As students prioritize top universities and population declines, more and more American towns are “slowly dying.”
The Wall Street Journal (WSJ) said that American students’ preference for prestigious universities for better career opportunities, increasingly expensive tuition fees, and falling birth rates are causing many towns, dormitories, and student villages to be abandoned.
A prime example is the old dormitory at Western Illinois University, which once housed 800 students, now abandoned and used as a police training ground with upturned chairs, rubber bullet casings and paintballs.
Several other buildings have been demolished, giving way to wild lawns, two more dormitories will close this summer, and student housing is deserted.
The city streets used to be so crowded that traffic moved very slowly during the semester. Not anymore.
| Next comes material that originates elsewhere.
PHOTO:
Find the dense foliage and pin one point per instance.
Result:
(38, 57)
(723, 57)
“It feels like you’re watching the town die,” said Kalib McGruder, a native of Macomb who has worked for 28 years for the Western Illinois University Police Department.
Rust Belt
Macomb is part of the “New Rust Belt,” a term used to describe college campuses across the United States and the student towns and villages that have fallen into disrepair after a boom time.
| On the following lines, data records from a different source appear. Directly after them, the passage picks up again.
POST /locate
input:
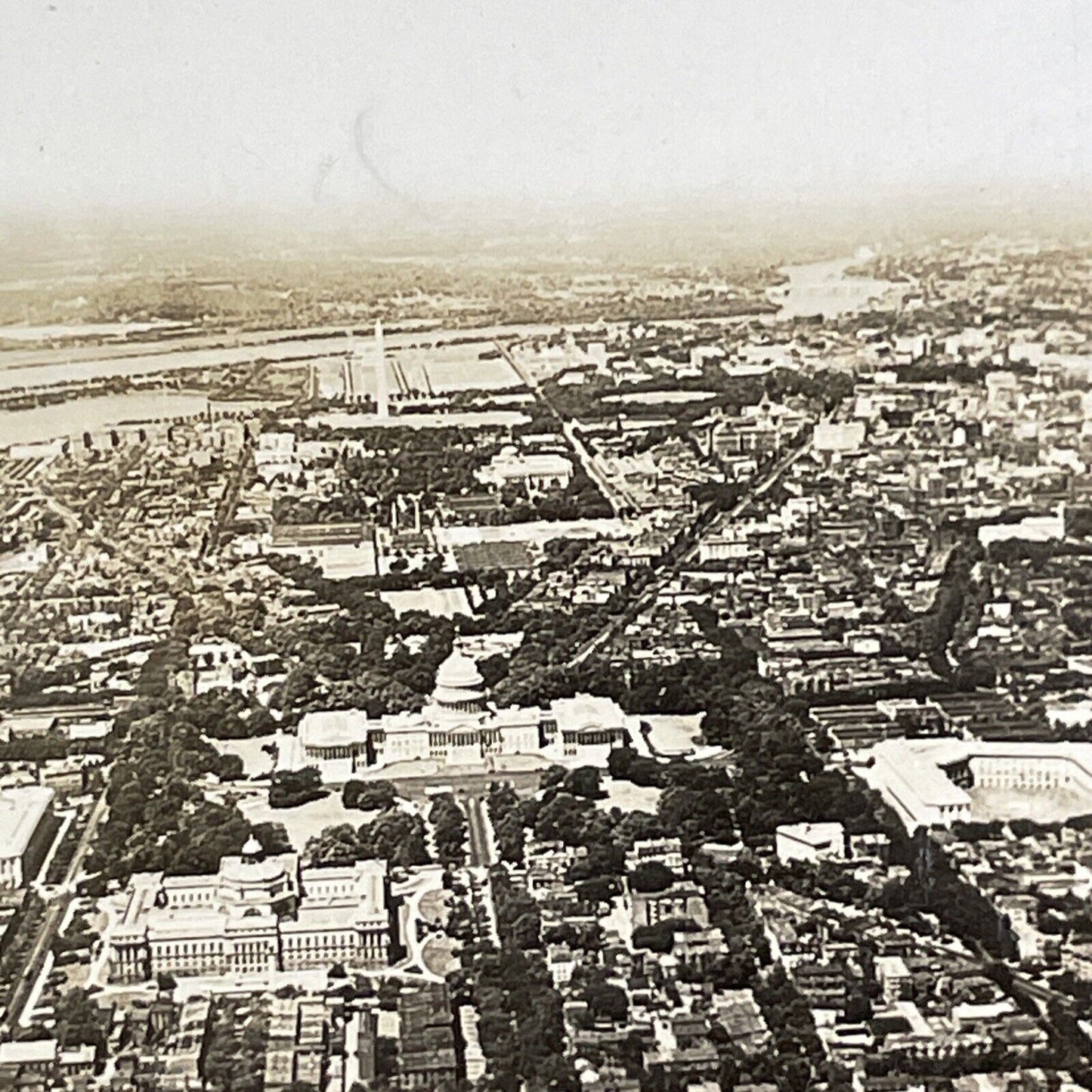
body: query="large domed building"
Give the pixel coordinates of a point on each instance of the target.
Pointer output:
(459, 728)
The Sullivan Taylor Coffee House, located on the corner of a stately 130-year-old building not far from campus, has had virtually no customers all semester. Owner Brandon Thompson has dipped into his retirement savings, maxed out his credit cards, and even canceled his home internet service to keep the shop open.
“We’re left with the bare basics,” said Thompson, who is considering filing for bankruptcy.
For generations, colleges across the United States have boosted local economies, creating jobs and attracting students to shop and spend. Increased student numbers have increased school budgets and freed colleges from having to worry about inefficiencies or cutting corners.
However, this boom is no more.
Three-quarters of metropolitan areas that rely particularly on higher education experienced weaker economic growth from 2011 to 2023 than the country as a whole, according to Brookings Metro research.
In the past decade, most of these metropolitan areas have grown faster than the country as a whole, but things are starting to reverse.
In 2007, the number of births in the US peaked at 4.3 million and has declined almost every year since, leading to a gradual decline in school enrollment.
Worse, more and more students are choosing prestigious schools over ordinary ones.
The WSJ analysis found that enrollment at the most popular public universities increased by 9% in 2023 compared to 2015. At lesser-known regional state universities, enrollment fell by 2%.
The move represents tens of thousands of students leaving struggling college towns.
Even if they don’t get into a prestigious school, more and more students are choosing not to go to college after high school, calculating that the tuition and opportunity cost of lost years of work are not worth it.
Hechinger’s report found that at least 242 degree-granting institutions in the United States have closed in the past 10 years.
23% population reduction
According to the WSJ, Macomb’s population has dropped 23% to about 14,765 people from 2010 to 2024. Enrollment at Western Illinois University’s Macomb campus has dropped 47% since 2010, from 10,377 to 5,511.
As enrollment declined, school officials cut programs and raised tuition, making it more difficult to attract new students, creating a vicious cycle.
Falling funding has left Western Illinois University in Macomb in disrepair, with cracks and holes in campus walkways so deep that temporary barriers have been erected.
Additionally, fewer students at the university also means fewer professors. Layoffs and reduced funding have reduced employment at the school by 38 percent over the past 11 years.
“It just snowballed,” said Krista Bowers Sharpe, an associate professor and librarian at Western Illinois at Macomb, who was laid off this month after 28 years at the school.
While prestigious schools attract more students and more money, growing stronger, schools like the one in Macomb are slowly fading away.
Enrollment at Western Illinois University in Macomb has dropped by more than half since 1973, much of it after 2011. The city’s sales tax revenue has dropped “almost in proportion” to the number of students during that period, the mayor said.
Vitale’s restaurant and pizza parlor in Macomb used to stay open until 2 a.m. some nights.
“Now we can barely stay open until nine o’clock,” said Julie Dienst, daughter of owner Concetta Vitale, who said the family wanted to sell but couldn’t find a buyer.
Regions that still rely on small colleges like Macomb will have to diversify their economies or face slow decline if they don’t find a sustainable path forward, the WSJ said.